Вот и теперь, увидев знакомое лицо, она закричала, заставив старушку, торговавшую рядом кучками сморчков, испуганно шарахнуться в сторону:

— Наташка!

Женщина, которой она закричала, и которая никак не отреагировала на этот призыв, придирчиво перебирала вялые мандарины метрах в пятнадцати от нее, на развале, радующем глаза покупателей. Глаза, но не кошельки — потому что большая часть привозного товара была не по карману среднестатистическому ковровчанину. ВпрочемКочергина знала, что фрукты и овощи там были на любой вкус и кошелек. Она сама там нередко отоваривалась и потому знала еще, что мандарины, в которых сейчас копалась ее давняя подруга, были самыми дешевыми и самыми кислыми.

— Наташка!
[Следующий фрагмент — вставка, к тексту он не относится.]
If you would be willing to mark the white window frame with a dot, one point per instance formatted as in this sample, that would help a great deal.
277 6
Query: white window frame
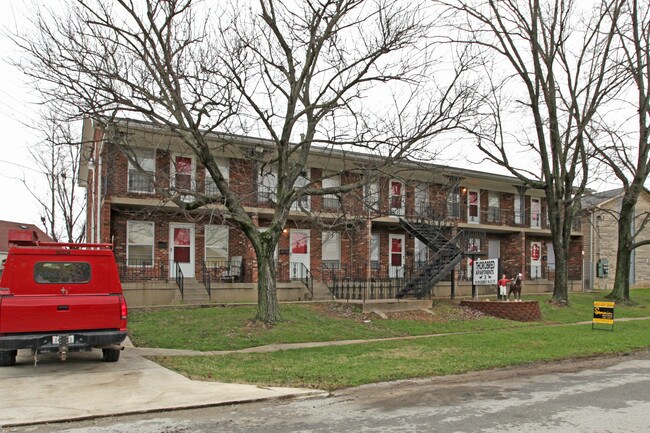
494 202
302 181
534 200
267 185
331 182
401 209
172 177
331 249
519 213
422 199
129 244
147 167
226 238
453 203
224 167
474 219
375 250
371 196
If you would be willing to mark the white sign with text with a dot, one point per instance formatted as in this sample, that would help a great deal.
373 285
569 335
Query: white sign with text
486 272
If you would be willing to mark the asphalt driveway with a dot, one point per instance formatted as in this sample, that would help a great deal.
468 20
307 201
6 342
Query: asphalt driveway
85 387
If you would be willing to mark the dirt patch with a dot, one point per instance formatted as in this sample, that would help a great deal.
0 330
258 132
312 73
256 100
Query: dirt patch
442 312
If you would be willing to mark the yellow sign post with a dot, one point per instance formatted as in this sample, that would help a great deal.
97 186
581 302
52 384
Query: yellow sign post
603 314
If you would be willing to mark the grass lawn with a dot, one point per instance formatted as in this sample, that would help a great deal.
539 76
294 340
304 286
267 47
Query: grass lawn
483 342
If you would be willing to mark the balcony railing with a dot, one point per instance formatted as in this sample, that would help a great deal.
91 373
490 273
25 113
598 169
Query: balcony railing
142 270
140 182
331 202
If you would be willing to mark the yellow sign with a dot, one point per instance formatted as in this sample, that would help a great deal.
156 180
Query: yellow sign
604 312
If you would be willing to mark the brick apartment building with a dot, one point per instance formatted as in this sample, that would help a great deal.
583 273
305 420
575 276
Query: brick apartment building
600 226
369 242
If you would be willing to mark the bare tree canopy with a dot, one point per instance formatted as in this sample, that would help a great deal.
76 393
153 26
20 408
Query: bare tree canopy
57 157
621 141
338 74
546 70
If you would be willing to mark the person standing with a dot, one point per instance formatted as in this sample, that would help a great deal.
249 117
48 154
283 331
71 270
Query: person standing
502 288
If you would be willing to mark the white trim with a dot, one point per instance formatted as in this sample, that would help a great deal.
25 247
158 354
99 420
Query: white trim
187 268
129 244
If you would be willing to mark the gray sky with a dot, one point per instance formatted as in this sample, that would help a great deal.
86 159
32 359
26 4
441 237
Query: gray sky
16 114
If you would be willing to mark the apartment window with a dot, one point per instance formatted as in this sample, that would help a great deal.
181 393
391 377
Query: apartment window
302 202
268 185
182 172
535 212
422 199
331 250
216 243
494 208
473 205
139 181
396 198
371 196
453 203
139 243
331 201
374 251
519 206
210 185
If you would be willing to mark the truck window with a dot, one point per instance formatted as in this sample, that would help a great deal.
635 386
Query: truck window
62 272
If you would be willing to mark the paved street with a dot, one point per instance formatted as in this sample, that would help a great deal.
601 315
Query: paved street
611 396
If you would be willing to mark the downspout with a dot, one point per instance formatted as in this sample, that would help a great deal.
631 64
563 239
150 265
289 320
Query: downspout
98 214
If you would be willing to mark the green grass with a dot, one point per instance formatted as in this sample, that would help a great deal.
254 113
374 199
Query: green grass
344 366
477 343
230 328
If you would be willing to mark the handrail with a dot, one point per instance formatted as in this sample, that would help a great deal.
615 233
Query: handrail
180 279
305 276
206 278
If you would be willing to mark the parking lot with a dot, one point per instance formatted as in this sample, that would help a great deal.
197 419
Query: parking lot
85 387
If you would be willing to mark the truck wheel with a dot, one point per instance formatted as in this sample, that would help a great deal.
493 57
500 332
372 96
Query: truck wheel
111 355
8 358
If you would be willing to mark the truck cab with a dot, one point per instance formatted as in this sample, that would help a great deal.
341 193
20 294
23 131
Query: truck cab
60 297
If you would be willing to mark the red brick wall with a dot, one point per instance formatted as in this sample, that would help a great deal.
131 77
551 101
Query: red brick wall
524 311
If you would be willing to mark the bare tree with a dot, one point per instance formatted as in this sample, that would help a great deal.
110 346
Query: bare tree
301 74
57 157
625 149
547 70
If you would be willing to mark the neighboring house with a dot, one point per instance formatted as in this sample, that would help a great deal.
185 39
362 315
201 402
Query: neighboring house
380 250
600 227
5 226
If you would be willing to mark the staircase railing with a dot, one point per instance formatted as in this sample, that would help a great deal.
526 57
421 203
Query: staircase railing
180 279
205 273
439 264
298 271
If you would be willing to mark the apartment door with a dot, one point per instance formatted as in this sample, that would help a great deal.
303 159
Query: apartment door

Крылова!!! — этот призыв был услышан.

Крылова с видимым облегчением бросила в кучу цитрусовых единственный приглянувшийся ей мандарин, и направилась к подруге, таща за собой дочку. Ребенок лет четырех-пяти, для которого так и не выбрали заморских фруктов, тете Лиде обрадовалась больше, чем ее мать. Девочка хорошо знала, что мандарины, которые мама так и не купила, невкусные; кислые и вялые. Рядом лежали другие — ярко-оранжевые и сладкие, брызгающие соком от малейшего прикосновения ножом. Такие ей покупали на недавний день рождения. Почему их нельзя покупать каждый день? На этот вопрос мама ответить как следует не могла. Точнее девочка не могла понять — в силу своего малого возраста — что на свете кроме мандаринов, есть еще такие вещи, как квартплата, плата за садик, и еще много-много всего, на которые никак не хватало маминой зарплаты. А еще — семечки — вкуснющие семечки тети Лиды, которыми сейчас ее угостят. Поэтому девчушка побежала вприпрыжку впереди матери.

Лидка действительно вытащила из плоской стопки треугольных газетных кулечков один, с фотографией кого-то их московских политиков и заполнила его из особого мешочка, что хранился под прилавком.

— Держи, Верунчик!

Девочка выхватила кулечек из рук доброй тетеньки и пропищала:

— Спасибо, тетечка Лида!

А Кочергина уже улыбалась Наталье:

— Привет, подруга! Как дела?

— Дела, — вздохнула Крылова, — хуже не бывает. Зарплату вот дали за два месяца, а как ее тратить — не пойму. То ли всю за один раз извести и нажраться по-человечески, да ребенка побаловать, то ли опять тянуть.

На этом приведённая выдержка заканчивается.